For the first time ever, the U.S. economy started and ended an entire decade without a recession — the longest expansion in our history, researchers say.
The National Bureau of Economic Research found, as of December, the economy has expanded for a record 126 consecutive months, CNBC reported.
"It is unusual that this has been such a persistent recovery," Michelle Meyer, chief U.S. economist at Bank of America Merrill Lynch, told CNBC.
CNBC noted much of the expansion over the decade has been spent recovering from the so-called Great Recession of 2007-09.
The economic research group, which keeps the official tally of U.S. recessions, found expansions have lasted an average of 58.4 months from 1945 to 2009, compared to 35 months from 1919 to 1945.

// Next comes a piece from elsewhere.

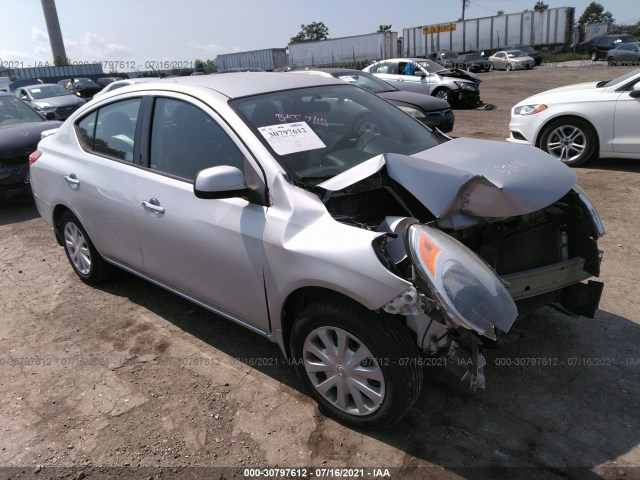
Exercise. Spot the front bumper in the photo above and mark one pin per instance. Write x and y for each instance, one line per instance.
(467, 98)
(442, 120)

David Wilcox, former director of the Division of Research and Statistics at the Federal Reserve Board, said stimulus efforts were key.
"Even today, a decade later, we're still running off some of the aftereffects of the extraordinary support that was put in place," Wilcox told CNBC.
And Torsten Slok, chief economist at Deutsche Bank, praised stimulus measures like the Troubled Asset Relief Program and the Economic Recovery Act.
"A very important reason why the U.S. has had such a long and very protracted expansion is that U.S. fiscal policy and monetary policy, being the Federal Reserve and politicians, were much quick out of the box in terms of supporting the economy," he told CNBC.
There are still risks that could derail the expansion — including record high debt levels, political and trade uncertainty and weakness overseas, CNBC reported.
"Recessions are usually policy mistakes," said Josh Bivens, director of research at the Economic Policy Institute. "We really can keep these recoveries going for quite a long time if we have really careful smart policy."